Considering it was our first year, the Young Naturalists’ Corner seemed to be very popular with all the kids and their families. In fact, there were nine buses of kids and their families, so it was almost overwhelming at times with so many people. Bob arranged for Andrea, a student, to help out, and our mothers were there as well, and also Petra Rowell, the executive director of Nature Alberta, with whom we shared the space.

We had some great door prizes to give away including two new children’s birding and nature books:  Look Up!: Bird-Watching in Your Own Backyard, written and illustrated by Annette LeBlanc Cate (Candlewick, March 2013) and The Kids’ Outdoor Adventure Book: 448 Great Things to Do in Nature Before You Grow Up by Stacy Tornio and Ken Keffer, and illustrated by Rachel Riordan. Annette donated three autographed copies of Look Up!, which was an amazing gift for the Corner, and Ken sent along some promotional bookmarks for The Kids Outdoor Adventure Book — thank you Annette and Ken. Both titles were among the stars of the Young Naturalists’ Corner, with kids reading through the books and hoping to win them, and parents and grandparents writing down the titles and authors. Petra and Nature Alberta donated a number of things too, including several toy/plush Ord’s Kangaroo Rats!

We all answered questions from kids and their parents, about how to start your own local nature club for the summer, where to find nature in the city, joining Nature Alberta’s “Young Naturalist Club” program, for kids ages 5-13. They loved guessing what animal had shed the antlers (White-tail Deer) and holding them up on top of their heads. Lots of the kids asked, “What are these books for?” or “Where can we get them?” So we told them that the books, which you can find at the library or a bookstore, are great for learning more about the animals they would see, and experiences they would have, at the Chase.

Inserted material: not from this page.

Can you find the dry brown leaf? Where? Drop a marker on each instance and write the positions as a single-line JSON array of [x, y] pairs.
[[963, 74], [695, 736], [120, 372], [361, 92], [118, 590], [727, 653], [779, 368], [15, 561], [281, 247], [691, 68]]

Bob did a wonderful job organizing everything and also taking time to help me with the Young Naturalists’ Corner. Thank you again, Bob, for everything — especially for asking to me to be part of such a wonderful day. It’s an honor to be asked to join everyone who works so hard to put on such an amazing experience.

I saw two first-of-season species while my parents and I were driving around Tofield: a large flock of Sandhill Cranes and five Canvasbacks. I also saw one male Mountain Bluebird as we were approaching Tofield in the morning, also 10 Red-tailed Hawks, Mallards, and Ring-billed Gulls.

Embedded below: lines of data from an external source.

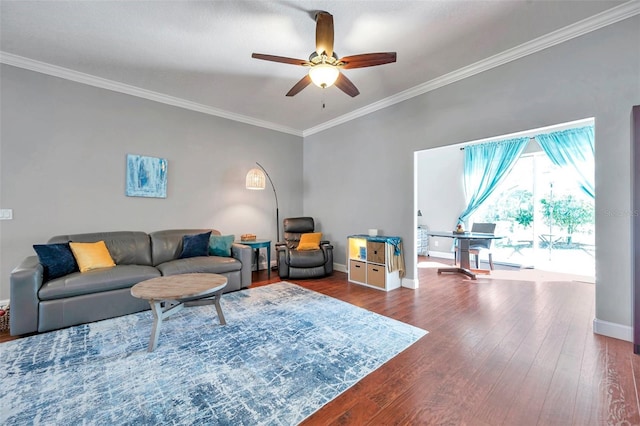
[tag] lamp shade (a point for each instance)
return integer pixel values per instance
(255, 179)
(323, 75)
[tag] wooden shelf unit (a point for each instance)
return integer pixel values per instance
(368, 264)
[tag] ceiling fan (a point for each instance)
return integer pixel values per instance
(324, 63)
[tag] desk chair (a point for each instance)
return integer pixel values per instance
(476, 246)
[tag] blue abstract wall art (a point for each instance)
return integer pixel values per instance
(146, 176)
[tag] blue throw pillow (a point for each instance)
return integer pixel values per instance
(195, 245)
(220, 245)
(57, 260)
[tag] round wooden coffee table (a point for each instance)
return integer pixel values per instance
(168, 295)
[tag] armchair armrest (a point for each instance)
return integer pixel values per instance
(243, 253)
(25, 281)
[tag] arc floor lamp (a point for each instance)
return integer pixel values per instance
(256, 180)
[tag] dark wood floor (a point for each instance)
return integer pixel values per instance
(498, 352)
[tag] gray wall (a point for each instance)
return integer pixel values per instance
(367, 164)
(439, 177)
(62, 166)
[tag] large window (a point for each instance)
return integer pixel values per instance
(547, 220)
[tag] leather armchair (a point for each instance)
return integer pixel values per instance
(293, 263)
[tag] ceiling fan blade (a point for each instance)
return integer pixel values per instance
(324, 33)
(281, 59)
(344, 84)
(297, 88)
(367, 60)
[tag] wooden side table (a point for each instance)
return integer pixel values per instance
(257, 245)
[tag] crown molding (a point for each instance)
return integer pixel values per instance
(103, 83)
(603, 19)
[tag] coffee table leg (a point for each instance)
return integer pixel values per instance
(218, 296)
(156, 308)
(160, 313)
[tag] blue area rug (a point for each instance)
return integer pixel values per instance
(284, 353)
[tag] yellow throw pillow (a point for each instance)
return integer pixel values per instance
(91, 255)
(310, 241)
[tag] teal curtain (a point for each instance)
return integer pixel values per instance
(572, 148)
(485, 166)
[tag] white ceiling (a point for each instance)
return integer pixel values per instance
(197, 54)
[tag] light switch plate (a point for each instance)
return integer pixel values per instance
(6, 214)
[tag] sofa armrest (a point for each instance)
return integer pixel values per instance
(25, 281)
(244, 254)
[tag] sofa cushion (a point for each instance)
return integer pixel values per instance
(220, 245)
(91, 256)
(120, 276)
(56, 259)
(167, 245)
(195, 245)
(202, 264)
(125, 247)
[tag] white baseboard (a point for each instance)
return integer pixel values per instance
(611, 329)
(410, 283)
(441, 254)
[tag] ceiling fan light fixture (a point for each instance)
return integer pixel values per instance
(324, 75)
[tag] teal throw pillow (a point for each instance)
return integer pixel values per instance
(220, 245)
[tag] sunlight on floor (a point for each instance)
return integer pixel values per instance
(513, 273)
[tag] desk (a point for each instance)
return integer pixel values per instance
(463, 247)
(257, 245)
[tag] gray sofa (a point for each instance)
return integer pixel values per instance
(77, 298)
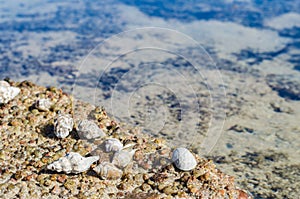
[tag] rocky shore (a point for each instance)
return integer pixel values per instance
(28, 144)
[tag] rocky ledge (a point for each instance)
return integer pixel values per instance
(29, 145)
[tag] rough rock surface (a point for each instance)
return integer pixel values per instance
(28, 146)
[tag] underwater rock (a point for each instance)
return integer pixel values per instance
(89, 130)
(72, 163)
(63, 125)
(183, 159)
(112, 145)
(108, 170)
(7, 92)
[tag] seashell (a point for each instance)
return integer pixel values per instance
(108, 170)
(112, 144)
(72, 163)
(43, 104)
(7, 92)
(183, 159)
(123, 158)
(63, 125)
(4, 84)
(89, 130)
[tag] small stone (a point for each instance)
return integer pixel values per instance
(183, 159)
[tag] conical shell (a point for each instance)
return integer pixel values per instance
(89, 130)
(183, 159)
(72, 163)
(108, 170)
(122, 158)
(43, 104)
(112, 145)
(7, 92)
(63, 125)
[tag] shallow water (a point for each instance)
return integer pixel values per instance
(221, 78)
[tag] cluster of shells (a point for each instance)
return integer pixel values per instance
(44, 129)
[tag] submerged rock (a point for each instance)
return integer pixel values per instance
(72, 163)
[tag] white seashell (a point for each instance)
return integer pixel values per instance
(89, 130)
(7, 92)
(183, 159)
(123, 158)
(4, 84)
(108, 170)
(72, 163)
(63, 125)
(43, 104)
(112, 144)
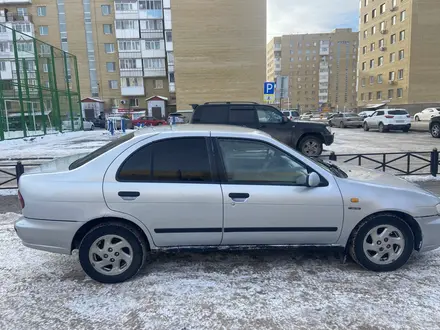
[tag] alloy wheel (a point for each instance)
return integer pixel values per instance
(384, 244)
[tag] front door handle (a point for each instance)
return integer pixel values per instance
(129, 195)
(239, 197)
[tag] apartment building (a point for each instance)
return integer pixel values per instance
(399, 63)
(321, 69)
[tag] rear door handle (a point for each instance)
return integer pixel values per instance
(129, 195)
(239, 197)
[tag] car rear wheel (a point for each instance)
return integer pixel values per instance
(382, 243)
(435, 130)
(112, 252)
(311, 146)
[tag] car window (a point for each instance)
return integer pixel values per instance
(269, 115)
(397, 112)
(242, 116)
(255, 162)
(175, 160)
(212, 114)
(98, 152)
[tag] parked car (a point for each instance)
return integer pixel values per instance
(291, 114)
(388, 119)
(434, 126)
(307, 137)
(345, 120)
(365, 114)
(148, 121)
(218, 187)
(427, 114)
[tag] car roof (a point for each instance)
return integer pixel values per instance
(200, 128)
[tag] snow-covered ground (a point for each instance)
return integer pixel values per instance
(263, 289)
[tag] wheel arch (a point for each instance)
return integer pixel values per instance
(84, 229)
(410, 221)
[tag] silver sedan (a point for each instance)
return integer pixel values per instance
(217, 186)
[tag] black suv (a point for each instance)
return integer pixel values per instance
(307, 137)
(434, 126)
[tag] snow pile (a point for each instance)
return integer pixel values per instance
(267, 289)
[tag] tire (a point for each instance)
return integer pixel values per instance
(435, 130)
(392, 256)
(310, 146)
(108, 234)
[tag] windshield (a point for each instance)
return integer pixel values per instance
(98, 152)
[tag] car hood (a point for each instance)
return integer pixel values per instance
(361, 174)
(57, 165)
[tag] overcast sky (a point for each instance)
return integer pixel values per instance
(310, 16)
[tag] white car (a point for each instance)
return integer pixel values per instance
(388, 119)
(427, 114)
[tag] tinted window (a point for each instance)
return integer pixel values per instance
(397, 112)
(249, 161)
(242, 116)
(174, 160)
(98, 152)
(213, 114)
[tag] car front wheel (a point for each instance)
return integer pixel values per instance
(382, 243)
(311, 146)
(435, 130)
(112, 252)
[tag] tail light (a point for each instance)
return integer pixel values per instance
(20, 199)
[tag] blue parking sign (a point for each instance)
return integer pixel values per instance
(269, 88)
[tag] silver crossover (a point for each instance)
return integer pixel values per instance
(217, 186)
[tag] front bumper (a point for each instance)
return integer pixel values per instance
(47, 235)
(430, 227)
(329, 139)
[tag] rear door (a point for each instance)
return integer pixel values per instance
(168, 185)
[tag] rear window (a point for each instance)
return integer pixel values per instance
(98, 152)
(397, 112)
(217, 114)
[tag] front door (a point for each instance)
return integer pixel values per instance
(168, 186)
(266, 200)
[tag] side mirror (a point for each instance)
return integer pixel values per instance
(313, 180)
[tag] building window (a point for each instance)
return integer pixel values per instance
(401, 54)
(169, 36)
(109, 48)
(391, 76)
(403, 15)
(393, 39)
(111, 66)
(158, 84)
(44, 30)
(106, 10)
(392, 57)
(113, 84)
(152, 44)
(133, 102)
(402, 35)
(108, 29)
(41, 11)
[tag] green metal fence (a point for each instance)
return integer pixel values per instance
(39, 87)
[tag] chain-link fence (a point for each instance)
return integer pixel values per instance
(39, 87)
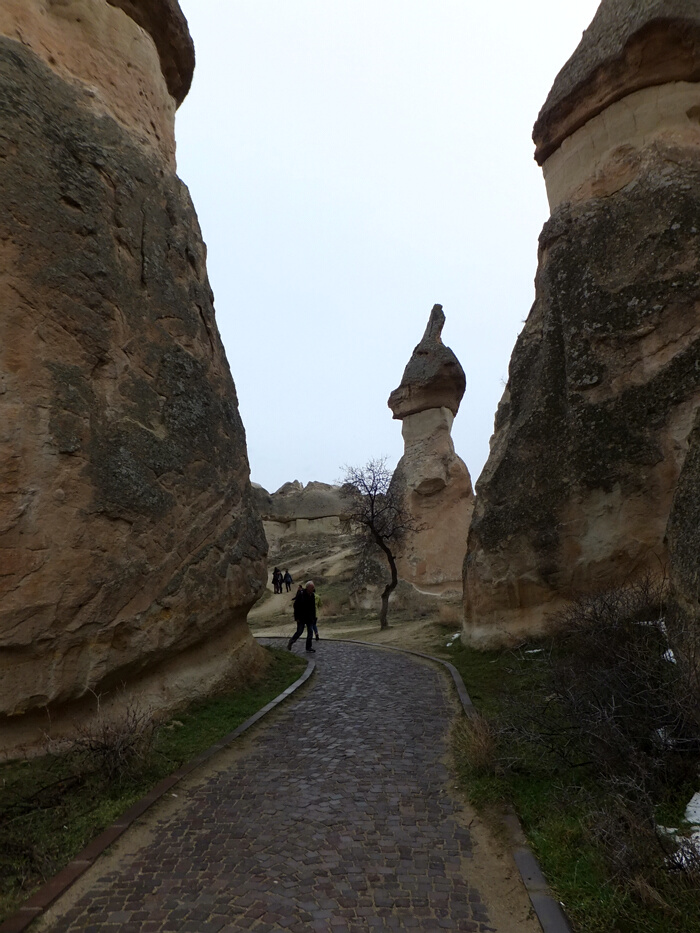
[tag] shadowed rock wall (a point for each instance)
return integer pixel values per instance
(684, 532)
(591, 434)
(130, 549)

Below are some pictures my mother and I took last Saturday:

The Young Naturalists’ Corner’s banner, especially made for this year’s Chase,


Here I am with John Acorn and Andrea who was helping me at the YNC,



Mounted waterbirds from the ornithology collection at Royal Alberta Museum,


Here is part of our table with all the prizes and pamphlets from Bird Studies Canada and Nature Alberta, and some of the books I’ve written about in the past few weeks,


A deer skull and a pair of antlers (both from White-tail Deer) we brought from home for the table (sorry for the blurry photo, my mom didn’t have her reading glasses on at the time!),


A beautiful carved Green-winged Teal from the Boag Lake Carving Studio,



Kids admiring the carvings at the Boag Lake Carving display,


The Cows, Fish, Cattledogs, and Kids display,


An Alberta crawfish (Orconectes virilis) in the pond life display,



A young Peregrine Falcon,


Even though we see thousands of Snow Geese in the slough across the road from our house, what would be a Snow Goose Chase without going to see some Snow Geese around Tofield?! Because of our late Spring the geese were a little harder to find, but we saw some very large flocks and I got some very good views, thanks to my scope!